Efficient implementation of kilogram-scale, high-capacity and long-life Si-C/TiO2 anodes

Abstract

High-performance silicon-carbon (Si-C) anodes have drawn extensive attention for next-generation high-energy lithium-ion batteries (LIBs). However, it is challenging to develop an easily scalable but effective strategy for fabricating Si-C composites to address the issues of low tap density, low initial coulombic efficiency (ICE), and poor interfacial compatibility. Here, a scalable method has been developed to fabricate kilogram-scale graphite-Si-C/TiO2 composites (GSCT) consisted of Si nanoparticles tightly fixed on the micron-graphite skeleton covered with a thin C/TiO2 layer via liquid-phase self-assembly combined with mechanical fusion and solid-phase sintering treatment.
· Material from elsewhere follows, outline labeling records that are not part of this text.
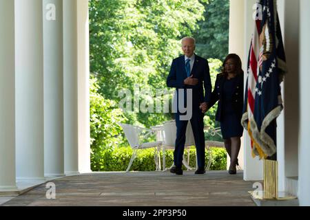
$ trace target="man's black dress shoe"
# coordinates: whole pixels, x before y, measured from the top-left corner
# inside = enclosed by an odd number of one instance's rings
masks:
[[[182,168],[174,166],[170,169],[170,173],[175,173],[176,175],[183,175],[183,170]]]
[[[198,168],[197,170],[195,171],[195,174],[204,174],[205,170],[204,168]]]

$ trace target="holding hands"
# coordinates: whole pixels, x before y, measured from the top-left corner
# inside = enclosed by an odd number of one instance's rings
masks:
[[[208,110],[208,104],[207,102],[203,102],[200,104],[199,109],[201,109],[201,111],[205,113]]]
[[[193,75],[191,75],[191,76],[185,78],[184,84],[187,85],[196,85],[198,84],[198,78],[193,78]]]

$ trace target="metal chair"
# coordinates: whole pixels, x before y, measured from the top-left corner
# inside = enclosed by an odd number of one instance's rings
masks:
[[[220,128],[209,129],[209,127],[205,127],[205,131],[207,131],[211,136],[218,135],[222,138],[222,134],[220,133]],[[218,147],[225,148],[224,142],[213,141],[213,140],[206,140],[205,141],[205,145],[209,151],[209,160],[207,164],[206,170],[209,170],[211,167],[211,147]]]
[[[191,123],[189,122],[186,129],[186,140],[185,148],[187,149],[187,162],[183,155],[183,164],[189,170],[193,170],[189,164],[189,149],[192,146],[195,146],[195,140],[194,138],[193,130],[192,129]],[[163,138],[163,170],[171,168],[174,164],[173,164],[169,168],[166,169],[166,160],[165,152],[166,150],[174,150],[175,142],[176,139],[176,126],[175,120],[168,121],[164,123],[162,129]],[[197,157],[196,158],[196,166],[197,167]]]
[[[127,167],[126,172],[128,172],[132,163],[136,158],[136,153],[138,149],[146,149],[154,148],[154,161],[156,166],[156,170],[161,170],[161,157],[158,155],[160,147],[162,145],[162,142],[141,142],[141,140],[145,140],[150,135],[154,134],[154,131],[151,129],[141,128],[137,126],[132,124],[118,123],[121,126],[124,131],[125,136],[128,141],[132,148],[134,150],[132,156],[130,159],[130,164]]]

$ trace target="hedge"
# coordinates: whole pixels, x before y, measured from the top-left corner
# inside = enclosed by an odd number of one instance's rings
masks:
[[[211,148],[211,165],[210,170],[226,170],[226,151],[223,148]],[[93,171],[124,171],[129,164],[133,151],[130,147],[119,147],[114,149],[103,150],[98,160],[92,161]],[[137,155],[132,163],[130,171],[152,171],[155,170],[156,165],[154,160],[155,151],[154,148],[138,150]],[[173,163],[173,151],[165,151],[166,168]],[[190,149],[189,166],[195,167],[196,150]],[[187,158],[187,150],[185,151],[185,158]],[[206,164],[209,160],[209,151],[205,153]],[[161,151],[161,162],[163,159],[163,151]],[[161,166],[163,168],[163,166]],[[183,166],[183,168],[185,168]]]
Benefiting from the structural and compositional merits, the as-obtained GSCT-c anode can deliver high ICE values of 80-83% and the tap density of 0.82 g cm−3, and achieve a high reversible capacity of 919.8 mAh g−1 even for 900 cycles at 800 mA g−1, outperforming many reported Si-C anodes. Substantial experimental characterizations and electrochemical investigations clearly unveil that the interface compatibility and structure stabilization mechanism induced by trace TiO2 incorporation and carbon coating, accounting for high-capacity and stable cycling performance. Furthermore, the assembled pouch full cells of GSCT-c||NCM622 delivered stable cycling performance and high energy density of 288.4 Wh kg−1, offering valuable material design concepts for further development in Si-C based anodes.